Statistical Analyses
Statistical analyses were performed using a commercial statistical software package (JMP, version 7.0; SAS Institute, Cary, NC). The distribution of the data was determined first by the Shapiro-Wilk tests. The significance of the differences in the VEGF, erythropoietin, and endostatin levels among the different groups was determined with the Mann-Whitney test or with the Wilcoxon matched-pairs signed-ranks tests. The differences between control versus preoperative groups or between control versus postoperative groups were determined with the Mann-Whitney tests, and the difference between the preoperative versus postoperative groups was analyzed with the Wilcoxon matched-pairs signed-ranks tests. The correlation between VEGF, erythropoietin, or endostatin and the interval between the initial vitrectomy and the secondary IOL implantation was determined by the Spearman coefficient of correlation. Data are presented as the means ± SDs. 
Results
Clinical Data
A total of 38 eyes of 33 participants completed the study. Of the 33 patients, 26 were men and 13 were women (Table 1). Their mean age was 56.9 ± 9.6 years (range 34–79 years), and the mean duration of diabetes was 10.5 ± 9.8 years (range 3–40 years). All of the eyes were diagnosed with PDR, and vitreous hemorrhage was present in 20 eyes. The mean hemoglobin A1c (HbA1c) was 7.2 ± 1.6% (range 6.0%–10.4%). Of the eyes 35 had FVMs and 7 had tractional retinal detachment. Previous laser therapy had been performed on 30 eyes, and 8 eyes had not undergone retinal photocoagulation before the vitreous surgery. 

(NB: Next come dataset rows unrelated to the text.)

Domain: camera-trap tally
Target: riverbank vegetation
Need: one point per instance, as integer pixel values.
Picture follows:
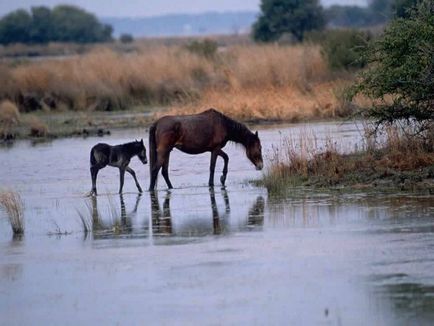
(399, 148)
(389, 159)
(249, 82)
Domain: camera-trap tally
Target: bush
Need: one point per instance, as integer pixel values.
(206, 48)
(342, 48)
(401, 70)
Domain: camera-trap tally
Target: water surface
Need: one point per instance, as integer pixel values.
(195, 255)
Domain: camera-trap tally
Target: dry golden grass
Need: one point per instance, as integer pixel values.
(37, 127)
(249, 82)
(13, 206)
(9, 117)
(303, 161)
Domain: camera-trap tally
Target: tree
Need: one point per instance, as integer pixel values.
(15, 27)
(401, 8)
(41, 30)
(279, 17)
(402, 68)
(76, 25)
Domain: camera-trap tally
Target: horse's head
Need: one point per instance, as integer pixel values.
(142, 151)
(254, 151)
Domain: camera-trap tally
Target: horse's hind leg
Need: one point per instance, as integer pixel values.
(212, 168)
(121, 179)
(131, 171)
(225, 167)
(93, 172)
(165, 171)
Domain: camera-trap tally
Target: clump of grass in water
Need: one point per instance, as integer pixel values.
(13, 205)
(86, 218)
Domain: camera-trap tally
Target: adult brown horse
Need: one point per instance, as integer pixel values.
(208, 131)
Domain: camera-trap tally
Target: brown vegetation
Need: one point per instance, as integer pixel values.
(247, 82)
(12, 204)
(9, 117)
(400, 160)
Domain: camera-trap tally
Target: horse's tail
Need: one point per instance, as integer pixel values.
(152, 147)
(92, 157)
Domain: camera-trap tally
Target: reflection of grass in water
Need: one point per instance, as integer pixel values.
(13, 205)
(114, 216)
(86, 218)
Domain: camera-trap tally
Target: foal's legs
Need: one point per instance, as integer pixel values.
(94, 172)
(131, 171)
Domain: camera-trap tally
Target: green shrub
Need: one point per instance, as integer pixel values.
(400, 75)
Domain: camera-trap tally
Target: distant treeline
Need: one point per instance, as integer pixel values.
(63, 23)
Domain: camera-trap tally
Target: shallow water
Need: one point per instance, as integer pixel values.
(198, 256)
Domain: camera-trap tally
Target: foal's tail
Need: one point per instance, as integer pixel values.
(92, 157)
(152, 147)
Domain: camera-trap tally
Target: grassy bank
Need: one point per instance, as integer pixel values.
(249, 82)
(397, 162)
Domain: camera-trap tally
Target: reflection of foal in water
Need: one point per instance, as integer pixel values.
(208, 131)
(118, 156)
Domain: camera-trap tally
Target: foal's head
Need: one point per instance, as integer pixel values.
(254, 151)
(141, 151)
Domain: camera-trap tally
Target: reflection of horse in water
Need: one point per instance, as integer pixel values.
(162, 217)
(117, 222)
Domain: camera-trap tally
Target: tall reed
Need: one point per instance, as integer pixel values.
(13, 206)
(250, 81)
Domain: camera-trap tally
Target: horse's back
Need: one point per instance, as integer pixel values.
(193, 134)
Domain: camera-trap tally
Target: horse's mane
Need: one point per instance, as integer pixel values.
(132, 146)
(238, 131)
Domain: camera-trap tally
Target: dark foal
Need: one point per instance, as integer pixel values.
(118, 156)
(208, 131)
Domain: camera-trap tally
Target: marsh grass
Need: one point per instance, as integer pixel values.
(250, 82)
(9, 117)
(12, 204)
(393, 160)
(86, 218)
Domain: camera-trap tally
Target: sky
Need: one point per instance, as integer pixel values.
(141, 8)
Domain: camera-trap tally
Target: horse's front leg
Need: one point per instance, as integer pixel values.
(121, 178)
(131, 171)
(212, 168)
(165, 171)
(94, 173)
(225, 167)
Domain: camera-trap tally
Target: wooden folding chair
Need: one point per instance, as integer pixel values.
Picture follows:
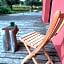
(38, 41)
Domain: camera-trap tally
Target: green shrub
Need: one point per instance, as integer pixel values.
(4, 10)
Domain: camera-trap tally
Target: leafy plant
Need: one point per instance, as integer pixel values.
(4, 10)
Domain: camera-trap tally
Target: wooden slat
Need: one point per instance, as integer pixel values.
(33, 39)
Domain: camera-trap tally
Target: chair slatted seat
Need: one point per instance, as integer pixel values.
(38, 41)
(32, 39)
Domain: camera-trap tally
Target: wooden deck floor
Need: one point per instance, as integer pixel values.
(26, 24)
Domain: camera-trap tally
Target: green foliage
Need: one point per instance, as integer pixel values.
(4, 10)
(33, 2)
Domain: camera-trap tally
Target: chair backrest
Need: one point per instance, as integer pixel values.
(54, 26)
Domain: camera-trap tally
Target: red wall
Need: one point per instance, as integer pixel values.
(58, 41)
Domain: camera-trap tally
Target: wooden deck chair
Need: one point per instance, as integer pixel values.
(38, 41)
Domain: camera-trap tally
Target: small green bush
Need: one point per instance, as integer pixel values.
(4, 10)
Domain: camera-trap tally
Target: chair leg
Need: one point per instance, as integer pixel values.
(33, 58)
(48, 57)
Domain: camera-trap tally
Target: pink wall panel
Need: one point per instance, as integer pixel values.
(45, 10)
(58, 41)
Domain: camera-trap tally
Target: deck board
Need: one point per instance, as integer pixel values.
(25, 24)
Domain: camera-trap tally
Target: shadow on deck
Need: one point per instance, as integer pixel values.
(26, 24)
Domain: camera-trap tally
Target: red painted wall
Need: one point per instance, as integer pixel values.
(45, 10)
(58, 41)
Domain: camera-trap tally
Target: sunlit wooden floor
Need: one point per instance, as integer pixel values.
(26, 24)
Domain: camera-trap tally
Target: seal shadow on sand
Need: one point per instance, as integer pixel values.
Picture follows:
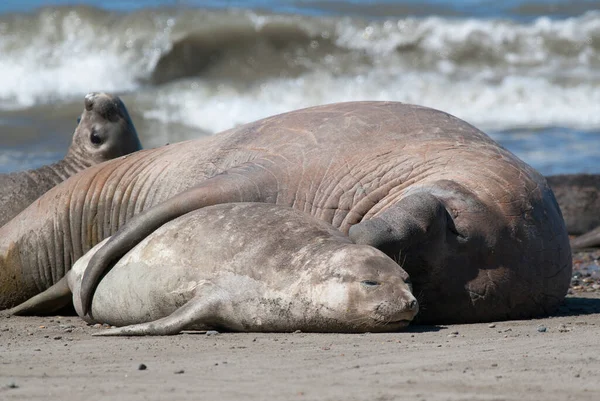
(573, 306)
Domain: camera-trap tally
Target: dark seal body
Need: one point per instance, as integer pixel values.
(105, 131)
(477, 229)
(578, 196)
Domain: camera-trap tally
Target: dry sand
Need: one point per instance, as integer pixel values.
(56, 358)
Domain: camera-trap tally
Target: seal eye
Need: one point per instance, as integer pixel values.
(95, 138)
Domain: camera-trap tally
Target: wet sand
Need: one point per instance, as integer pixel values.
(557, 358)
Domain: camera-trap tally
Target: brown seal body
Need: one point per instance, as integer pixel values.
(477, 229)
(104, 132)
(578, 196)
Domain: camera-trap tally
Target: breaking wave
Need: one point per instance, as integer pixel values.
(216, 68)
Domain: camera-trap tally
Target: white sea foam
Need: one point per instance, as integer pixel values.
(493, 73)
(515, 101)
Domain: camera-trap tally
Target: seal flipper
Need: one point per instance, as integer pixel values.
(590, 239)
(200, 309)
(54, 298)
(416, 218)
(251, 182)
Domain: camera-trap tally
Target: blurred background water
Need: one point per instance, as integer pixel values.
(525, 71)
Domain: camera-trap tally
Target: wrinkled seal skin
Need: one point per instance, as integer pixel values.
(479, 231)
(104, 132)
(578, 196)
(247, 267)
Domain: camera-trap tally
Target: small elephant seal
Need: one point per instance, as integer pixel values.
(245, 267)
(104, 132)
(578, 196)
(478, 230)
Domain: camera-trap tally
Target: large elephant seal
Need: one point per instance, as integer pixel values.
(477, 229)
(578, 196)
(104, 132)
(247, 267)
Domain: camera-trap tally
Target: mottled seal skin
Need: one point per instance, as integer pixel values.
(578, 196)
(104, 132)
(247, 267)
(478, 230)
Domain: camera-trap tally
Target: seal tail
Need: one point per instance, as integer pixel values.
(591, 239)
(198, 311)
(54, 298)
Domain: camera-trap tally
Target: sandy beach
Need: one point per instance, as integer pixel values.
(556, 358)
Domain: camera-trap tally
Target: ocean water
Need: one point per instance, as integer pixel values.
(525, 71)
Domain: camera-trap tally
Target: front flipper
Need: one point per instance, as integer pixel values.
(418, 217)
(251, 183)
(198, 311)
(590, 239)
(45, 303)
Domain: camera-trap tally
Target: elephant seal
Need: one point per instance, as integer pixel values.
(104, 132)
(478, 230)
(578, 196)
(246, 267)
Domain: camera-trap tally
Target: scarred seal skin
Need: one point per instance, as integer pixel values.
(105, 131)
(578, 196)
(478, 230)
(246, 267)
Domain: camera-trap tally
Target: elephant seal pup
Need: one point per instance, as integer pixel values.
(104, 132)
(247, 267)
(578, 196)
(478, 230)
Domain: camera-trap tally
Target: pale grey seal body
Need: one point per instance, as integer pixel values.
(578, 196)
(104, 132)
(478, 230)
(247, 267)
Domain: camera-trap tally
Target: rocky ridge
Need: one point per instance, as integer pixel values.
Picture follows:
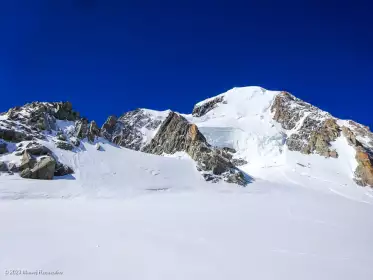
(307, 130)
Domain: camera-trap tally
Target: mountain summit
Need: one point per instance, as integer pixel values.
(241, 135)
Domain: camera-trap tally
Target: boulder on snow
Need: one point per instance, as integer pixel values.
(12, 135)
(64, 145)
(61, 136)
(62, 170)
(12, 167)
(37, 149)
(27, 161)
(3, 167)
(3, 148)
(93, 131)
(44, 169)
(75, 142)
(177, 134)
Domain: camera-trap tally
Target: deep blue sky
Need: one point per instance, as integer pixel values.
(108, 57)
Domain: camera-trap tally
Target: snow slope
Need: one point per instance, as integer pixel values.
(244, 121)
(129, 215)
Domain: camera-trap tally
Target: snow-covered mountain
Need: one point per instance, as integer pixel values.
(174, 204)
(237, 136)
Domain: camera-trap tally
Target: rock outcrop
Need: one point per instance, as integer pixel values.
(364, 158)
(130, 129)
(64, 145)
(3, 148)
(43, 169)
(312, 129)
(83, 130)
(200, 110)
(177, 134)
(3, 166)
(93, 131)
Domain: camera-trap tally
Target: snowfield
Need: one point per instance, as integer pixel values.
(124, 214)
(129, 215)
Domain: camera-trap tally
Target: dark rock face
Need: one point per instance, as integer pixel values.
(126, 131)
(93, 131)
(81, 128)
(3, 148)
(43, 169)
(29, 121)
(36, 149)
(108, 127)
(62, 170)
(239, 161)
(75, 142)
(85, 130)
(38, 162)
(3, 167)
(177, 134)
(314, 129)
(203, 109)
(364, 157)
(27, 161)
(12, 135)
(64, 145)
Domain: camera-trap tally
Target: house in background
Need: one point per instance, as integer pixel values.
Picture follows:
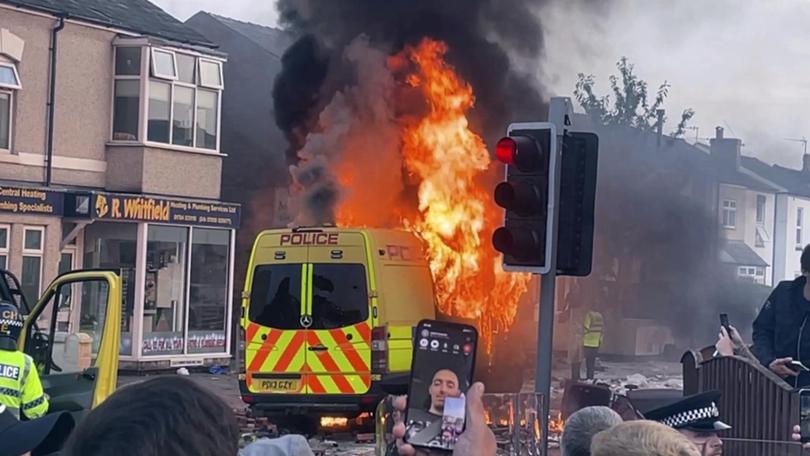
(110, 157)
(254, 171)
(745, 211)
(792, 215)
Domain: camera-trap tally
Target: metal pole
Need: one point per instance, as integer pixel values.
(559, 111)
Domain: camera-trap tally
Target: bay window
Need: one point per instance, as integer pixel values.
(181, 102)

The PDR grade before vitrectomy was level 71 in 2 eyes, level 75 in 12, level 81 in 15, and level 85 in 9 using the ETDRS scores (Table 2). At the time of the secondary IOL implantation, PDR was improved by 2 levels or more in all 38 eyes to level 47 in 13 eyes and level 53 in 25. 
Table 2. 
 
Severity of Diabetic Retinopathy before and after Vitrectomy
Table 2. 
 
Severity of Diabetic Retinopathy before and after Vitrectomy
Before Vitrectomy After Vitrectomy
47 53 61 71 81 85 Totals
71 2 0 0 0 0 0 2
75 6 6 0 0 0 0 12
81 5 10 0 0 0 0 15
85 0 9 0 0 0 0 9
Totals 13 25 0 0 0 0 38
The visual acuities before the initial vitrectomy and at the time of the secondary IOL implantation are shown in Figure 1. The mean visual acuity was 1.32 logMAR units at baseline, which improved significantly to 0.61 logMAR units at the time of the secondary IOL implantation (P < 0.001, Fig. 1). Of the eyes 33 (86.8%) had an improvement of 2 or more lines in the visual acuity after surgery, and four (10.5 %) were unchanged. One eye (2.7%) had a worse visual acuity due to neovascular glaucoma that was present before the initial vitrectomy. In the end, 34 eyes (89%) had a visual acuity of 20/200 or better. 
Figure 1. 
 
Visual acuity in logarithm of the minimum angle of resolution (logMAR) units in patients with PDR before the initial vitrectomy (preoperative) and at the time of the second IOL implantation (postoperative).
Figure 1. 
 
Visual acuity in logarithm of the minimum angle of resolution (logMAR) units in patients with PDR before the initial vitrectomy (preoperative) and at the time of the second IOL implantation (postoperative).
Vitreous Levels of VEGF, Erythropoietin, and Endostatin before and after Vitrectomy
We determined the amount of VEGF, erythropoietin, and endostatin in the 38 vitreous samples collected from patients with PDR at the initial vitrectomy and 38 fluid samples from the same patients collected at the second IOL implantation surgery. For control, vitreous samples were collected from 44 patients during MH or ERM surgery. 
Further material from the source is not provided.